I was given my first shot at directing by Joe Pearson, a fellow ex-D.I.C.ster I had worked with on “The Littles”, and “Spiral Zone”. He was best friends and writing partners with Kevin Altieri, and was one of my best friends as well. He was the first person I’d come out to in animation. He and his fiancée , Lisa, had attended my commitment ceremony to John; John and I had gone to his wedding.
Joe had started his animation studio, Epoch Ink, to produce 26 half hours of “Captain Simian and the Space Monkeys”. He hired Dave Schwartz, a fellow D.I.C. and Disney alumni, and I to co-direct alternating episodes.
Directing was another trial-by-fire, sink-or-swim experience. I felt I was on the verge of screwing up at all times, in ways that I wouldn’t even know about for months. I developed irritable bowel syndrome and low back pain.Yet I wouldn’t have traded it. I was working with a community of friends, almost a family. The atmosphere was relaxed, convivial. We had a ping-pong table in the back room; I played my guitar and sang during lunch. Joe offered the studio’s services to Kevin, helping out on pre-production of the “Gen 13” feature, and co-producing, along with Kevin and Todd McFarlane, an animated music video for Pearl Jam. I had a ring-side seat for all of this, as well as being the only artist besides Kevin who boarded on “Gen 13”.

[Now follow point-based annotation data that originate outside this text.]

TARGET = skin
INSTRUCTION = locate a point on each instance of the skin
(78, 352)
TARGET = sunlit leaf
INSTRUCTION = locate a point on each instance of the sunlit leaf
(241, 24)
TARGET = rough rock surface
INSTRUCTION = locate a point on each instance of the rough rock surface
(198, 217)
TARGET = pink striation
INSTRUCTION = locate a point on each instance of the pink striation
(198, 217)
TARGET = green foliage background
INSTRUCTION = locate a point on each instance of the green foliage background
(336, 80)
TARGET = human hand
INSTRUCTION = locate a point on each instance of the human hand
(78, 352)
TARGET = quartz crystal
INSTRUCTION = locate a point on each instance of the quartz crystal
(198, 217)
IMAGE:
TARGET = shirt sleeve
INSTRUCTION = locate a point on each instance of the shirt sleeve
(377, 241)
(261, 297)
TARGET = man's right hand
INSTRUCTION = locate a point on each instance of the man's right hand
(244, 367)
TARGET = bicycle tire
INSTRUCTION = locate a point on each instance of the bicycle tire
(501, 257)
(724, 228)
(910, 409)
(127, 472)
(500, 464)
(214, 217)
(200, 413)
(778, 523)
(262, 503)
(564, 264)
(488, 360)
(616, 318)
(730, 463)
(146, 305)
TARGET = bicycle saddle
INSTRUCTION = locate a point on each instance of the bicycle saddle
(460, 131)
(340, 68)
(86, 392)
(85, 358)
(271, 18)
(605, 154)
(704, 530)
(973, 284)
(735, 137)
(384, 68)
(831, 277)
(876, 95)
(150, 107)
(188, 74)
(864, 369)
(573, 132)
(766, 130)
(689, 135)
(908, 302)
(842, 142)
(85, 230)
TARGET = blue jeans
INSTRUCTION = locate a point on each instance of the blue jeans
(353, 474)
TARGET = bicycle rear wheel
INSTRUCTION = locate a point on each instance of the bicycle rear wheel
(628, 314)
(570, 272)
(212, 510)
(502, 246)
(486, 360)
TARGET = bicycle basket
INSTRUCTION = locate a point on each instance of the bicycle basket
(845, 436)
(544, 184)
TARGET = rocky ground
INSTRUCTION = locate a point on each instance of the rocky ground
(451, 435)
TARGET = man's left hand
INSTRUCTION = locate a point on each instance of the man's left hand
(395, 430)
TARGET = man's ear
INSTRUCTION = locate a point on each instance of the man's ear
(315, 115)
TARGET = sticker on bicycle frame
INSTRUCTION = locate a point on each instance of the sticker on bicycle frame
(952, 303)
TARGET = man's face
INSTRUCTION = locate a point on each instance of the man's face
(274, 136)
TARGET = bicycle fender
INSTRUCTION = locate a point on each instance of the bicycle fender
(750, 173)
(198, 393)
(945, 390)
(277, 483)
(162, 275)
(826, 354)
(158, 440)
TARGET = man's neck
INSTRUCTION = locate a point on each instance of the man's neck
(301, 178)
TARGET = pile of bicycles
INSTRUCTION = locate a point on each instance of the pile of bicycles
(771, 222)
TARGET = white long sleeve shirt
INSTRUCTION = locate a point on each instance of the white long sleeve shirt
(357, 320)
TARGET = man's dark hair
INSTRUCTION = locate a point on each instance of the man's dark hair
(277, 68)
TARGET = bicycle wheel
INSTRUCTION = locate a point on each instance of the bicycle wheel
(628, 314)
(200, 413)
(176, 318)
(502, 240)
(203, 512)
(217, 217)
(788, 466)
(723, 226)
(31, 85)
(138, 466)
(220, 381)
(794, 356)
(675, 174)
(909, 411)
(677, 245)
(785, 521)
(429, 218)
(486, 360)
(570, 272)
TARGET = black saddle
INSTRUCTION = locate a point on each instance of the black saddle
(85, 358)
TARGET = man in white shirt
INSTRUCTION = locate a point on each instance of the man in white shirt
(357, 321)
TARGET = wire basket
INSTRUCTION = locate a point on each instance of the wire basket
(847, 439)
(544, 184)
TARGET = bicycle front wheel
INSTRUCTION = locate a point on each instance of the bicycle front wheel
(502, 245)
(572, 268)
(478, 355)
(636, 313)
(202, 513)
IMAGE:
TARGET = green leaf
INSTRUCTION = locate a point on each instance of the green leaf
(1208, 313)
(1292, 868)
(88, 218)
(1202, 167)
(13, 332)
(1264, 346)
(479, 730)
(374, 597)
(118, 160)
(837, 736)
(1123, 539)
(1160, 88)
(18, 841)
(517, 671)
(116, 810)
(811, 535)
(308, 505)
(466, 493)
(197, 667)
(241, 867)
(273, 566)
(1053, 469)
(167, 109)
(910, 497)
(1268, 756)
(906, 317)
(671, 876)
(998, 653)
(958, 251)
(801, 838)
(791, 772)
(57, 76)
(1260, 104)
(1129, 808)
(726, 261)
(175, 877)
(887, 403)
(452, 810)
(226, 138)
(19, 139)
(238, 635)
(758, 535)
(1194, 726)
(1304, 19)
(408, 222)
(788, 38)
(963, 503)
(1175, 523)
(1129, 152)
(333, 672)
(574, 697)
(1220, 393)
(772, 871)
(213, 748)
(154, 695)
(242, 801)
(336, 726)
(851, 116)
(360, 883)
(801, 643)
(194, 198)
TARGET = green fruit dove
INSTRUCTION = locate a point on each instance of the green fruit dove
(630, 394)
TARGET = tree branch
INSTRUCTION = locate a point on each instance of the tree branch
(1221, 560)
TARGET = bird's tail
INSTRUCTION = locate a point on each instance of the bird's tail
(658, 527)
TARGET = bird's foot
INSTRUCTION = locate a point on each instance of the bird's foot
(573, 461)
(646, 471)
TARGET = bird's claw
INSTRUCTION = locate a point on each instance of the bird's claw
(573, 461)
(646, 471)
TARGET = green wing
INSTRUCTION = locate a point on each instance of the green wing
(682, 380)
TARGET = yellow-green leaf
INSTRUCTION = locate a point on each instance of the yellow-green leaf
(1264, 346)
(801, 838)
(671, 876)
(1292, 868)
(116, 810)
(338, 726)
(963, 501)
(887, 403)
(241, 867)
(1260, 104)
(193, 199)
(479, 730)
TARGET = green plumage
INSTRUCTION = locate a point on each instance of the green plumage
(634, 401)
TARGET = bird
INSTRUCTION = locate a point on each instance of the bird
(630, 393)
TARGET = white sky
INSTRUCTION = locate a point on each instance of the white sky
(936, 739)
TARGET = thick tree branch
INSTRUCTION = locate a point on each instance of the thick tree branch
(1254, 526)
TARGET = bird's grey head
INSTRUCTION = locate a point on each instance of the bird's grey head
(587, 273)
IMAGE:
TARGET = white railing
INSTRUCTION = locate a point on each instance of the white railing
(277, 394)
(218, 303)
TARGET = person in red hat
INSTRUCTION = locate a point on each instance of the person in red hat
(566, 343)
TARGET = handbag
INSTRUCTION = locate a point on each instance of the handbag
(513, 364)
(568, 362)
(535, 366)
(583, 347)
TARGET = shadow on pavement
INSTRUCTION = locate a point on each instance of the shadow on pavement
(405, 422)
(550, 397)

Note: The model sheet line-up displayed here is part of my pass at doing the character designs for "Space Monkeys". Joe and the other producer/creators, Gordon Bressack, Rob Hudnut, and Gary Hartle, paid me and a number of other animation artists to work up model sheet treatments of the main characters. Joe and co ended up settling on Brad Coombs, a Canadian artist who had worked primarily for Nelvana, making him the primary stylist for the series.
Note 2: The 2 storyboard panels shown here are from the Space Monkeys Episode entitled "Surf Monkeys Must Die". I storyboarded a quarter of that episode in tight rough form. These roughs were cleaned by Young Yune, an excellent board artist and designer in his own right; we called him "the Korean Otomo" (referring to Katsuhiro Otomo, creator of "Akira"). It was a joy to have him clean my stuff.